For my APS360 (Applied Fundamentals of Deep Learning) final project, I trained a model to predict which team wins a volleyball rally from the sequence of actions within it: serve, reception, set, attack, and block.

Because a rally is inherently sequential (each contact constrains the next), I framed it as a sequence classification problem and built a two-layer LSTM with learned embeddings for each action type. I trained it on the VREN dataset of ~1,500 annotated rallies from professional and NCAA Division I games, with a feedforward network as a baseline to beat.

The results:

The LSTM hit 90.7% test accuracy and a 0.953 AUC, a 20-point jump over the MLP baseline (69.9%).
A team-swap data augmentation (mirroring team A and team B) was the single most impactful change, shrinking the train–validation gap from ~15 points to ~2 and fixing the overfitting that plagued my first version, all while using ~3× fewer parameters.
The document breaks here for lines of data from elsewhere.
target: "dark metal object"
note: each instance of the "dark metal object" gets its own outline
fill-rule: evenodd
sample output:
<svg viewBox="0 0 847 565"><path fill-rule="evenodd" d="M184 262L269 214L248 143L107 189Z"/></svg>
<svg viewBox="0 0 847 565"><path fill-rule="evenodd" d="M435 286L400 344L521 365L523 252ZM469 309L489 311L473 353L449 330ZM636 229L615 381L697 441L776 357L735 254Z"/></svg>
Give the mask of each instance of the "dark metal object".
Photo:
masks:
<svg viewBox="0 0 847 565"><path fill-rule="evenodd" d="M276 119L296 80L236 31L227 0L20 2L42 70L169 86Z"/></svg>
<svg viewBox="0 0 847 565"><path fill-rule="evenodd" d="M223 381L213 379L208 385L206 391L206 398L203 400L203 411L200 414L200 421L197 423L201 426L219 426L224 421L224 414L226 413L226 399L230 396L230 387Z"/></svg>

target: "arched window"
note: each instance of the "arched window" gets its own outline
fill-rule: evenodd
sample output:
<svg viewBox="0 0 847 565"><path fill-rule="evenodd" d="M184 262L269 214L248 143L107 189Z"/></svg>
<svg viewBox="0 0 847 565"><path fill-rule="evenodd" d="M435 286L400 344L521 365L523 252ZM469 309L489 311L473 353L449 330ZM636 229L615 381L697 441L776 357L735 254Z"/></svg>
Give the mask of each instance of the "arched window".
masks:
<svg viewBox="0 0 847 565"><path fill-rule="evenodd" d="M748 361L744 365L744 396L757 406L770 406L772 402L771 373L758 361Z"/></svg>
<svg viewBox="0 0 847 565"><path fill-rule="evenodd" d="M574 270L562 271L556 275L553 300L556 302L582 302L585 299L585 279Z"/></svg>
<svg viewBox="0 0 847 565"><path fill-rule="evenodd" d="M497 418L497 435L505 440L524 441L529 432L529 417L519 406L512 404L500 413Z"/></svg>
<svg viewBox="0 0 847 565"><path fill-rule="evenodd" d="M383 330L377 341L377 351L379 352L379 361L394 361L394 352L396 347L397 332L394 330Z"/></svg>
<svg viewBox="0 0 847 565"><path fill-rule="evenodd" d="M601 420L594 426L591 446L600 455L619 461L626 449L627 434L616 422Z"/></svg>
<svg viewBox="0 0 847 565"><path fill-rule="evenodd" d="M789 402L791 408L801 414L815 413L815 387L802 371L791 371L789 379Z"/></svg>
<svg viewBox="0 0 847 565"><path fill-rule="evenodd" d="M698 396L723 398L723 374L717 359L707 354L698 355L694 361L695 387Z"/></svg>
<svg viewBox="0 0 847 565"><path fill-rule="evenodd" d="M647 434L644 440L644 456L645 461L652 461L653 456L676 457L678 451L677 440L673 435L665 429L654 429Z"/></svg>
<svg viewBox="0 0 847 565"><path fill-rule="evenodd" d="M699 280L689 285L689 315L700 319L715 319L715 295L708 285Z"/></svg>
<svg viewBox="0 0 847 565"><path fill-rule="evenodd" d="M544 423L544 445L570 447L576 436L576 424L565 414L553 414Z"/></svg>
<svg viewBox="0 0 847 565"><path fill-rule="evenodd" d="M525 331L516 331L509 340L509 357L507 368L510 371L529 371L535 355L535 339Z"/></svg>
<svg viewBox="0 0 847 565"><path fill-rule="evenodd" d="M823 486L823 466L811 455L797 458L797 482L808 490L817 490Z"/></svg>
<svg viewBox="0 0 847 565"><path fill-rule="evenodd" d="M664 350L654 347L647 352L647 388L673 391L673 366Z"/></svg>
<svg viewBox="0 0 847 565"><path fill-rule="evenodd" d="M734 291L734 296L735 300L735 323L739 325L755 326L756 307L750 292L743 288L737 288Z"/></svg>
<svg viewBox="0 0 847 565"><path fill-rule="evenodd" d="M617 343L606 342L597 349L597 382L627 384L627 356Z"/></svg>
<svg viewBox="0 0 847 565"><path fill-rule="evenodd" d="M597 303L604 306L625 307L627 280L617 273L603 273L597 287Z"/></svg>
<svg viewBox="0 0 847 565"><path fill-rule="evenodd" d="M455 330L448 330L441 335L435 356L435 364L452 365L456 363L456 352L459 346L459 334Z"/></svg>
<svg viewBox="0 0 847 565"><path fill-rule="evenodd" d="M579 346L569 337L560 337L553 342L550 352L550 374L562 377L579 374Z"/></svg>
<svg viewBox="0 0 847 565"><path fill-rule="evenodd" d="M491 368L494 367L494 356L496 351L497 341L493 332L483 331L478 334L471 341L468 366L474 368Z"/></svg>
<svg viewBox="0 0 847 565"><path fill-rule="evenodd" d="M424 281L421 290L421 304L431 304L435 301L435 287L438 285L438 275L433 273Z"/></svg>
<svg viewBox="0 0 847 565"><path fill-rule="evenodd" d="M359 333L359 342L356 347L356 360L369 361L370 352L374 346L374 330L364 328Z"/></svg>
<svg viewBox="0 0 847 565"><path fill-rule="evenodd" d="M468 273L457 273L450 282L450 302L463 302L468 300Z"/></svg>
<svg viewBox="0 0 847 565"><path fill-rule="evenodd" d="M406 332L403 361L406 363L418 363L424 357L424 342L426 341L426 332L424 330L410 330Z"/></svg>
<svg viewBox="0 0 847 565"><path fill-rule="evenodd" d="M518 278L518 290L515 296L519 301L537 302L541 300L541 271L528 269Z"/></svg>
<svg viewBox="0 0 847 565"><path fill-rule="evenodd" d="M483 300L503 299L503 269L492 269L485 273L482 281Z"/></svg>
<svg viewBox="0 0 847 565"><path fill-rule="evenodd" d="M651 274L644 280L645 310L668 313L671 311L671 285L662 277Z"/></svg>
To check that the model learned real volleyball patterns rather than memorizing the dataset, I hand-annotated 30 rallies from the 2025 NCAA Division I Men's Final (Long Beach State vs. UCLA), data the model had never seen. It held up at 80% accuracy and a 0.891 AUC, which I was really happy with given the different teams, annotation style, and tiny sample.

This was a solo project, and it was a great deep dive into sequence modeling, regularization in small-data regimes, and how much careful data work matters compared to raw model size.